Pour cette même raison, le conjoint qui est visé est l'époux de la défunte, ou l'épouse du défunt, pour autant qu'ils ne soient pas divorcés ni séparés de corps. En effet, si les conjoints étaient déjà divorcés, il n'existe plus de liens entre eux, et ils ne sont plus héritiers l'un de l'autre. Un époux divorcé perd donc tous les droits qu'il aurait eus dans la succession de son ex-conjoint. Il faut toutefois faire attention aux testaments que les époux auraient pu avoir rédigés l'un en faveur de l'autre au moment de leur vie commune, et qu'ils auraient oubliés de révoquer au moment de la procédure en divorce.

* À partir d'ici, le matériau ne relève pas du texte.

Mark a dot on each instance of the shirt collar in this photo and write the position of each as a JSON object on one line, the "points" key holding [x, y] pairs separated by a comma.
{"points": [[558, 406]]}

La situation des couples séparés de fait est beaucoup plus délicate. Résider séparément ne signifie pas être divorcé. Le mariage existe toujours, et si l'un des époux décède, l'autre conservera des droits dans la succession. Les époux qui vivent cette situation, et qui souhaitent limiter les droits du conjoint devront établir un testament. La loi réserve cependant au conjoint survivant un droit minimum, appelé "part réservataire".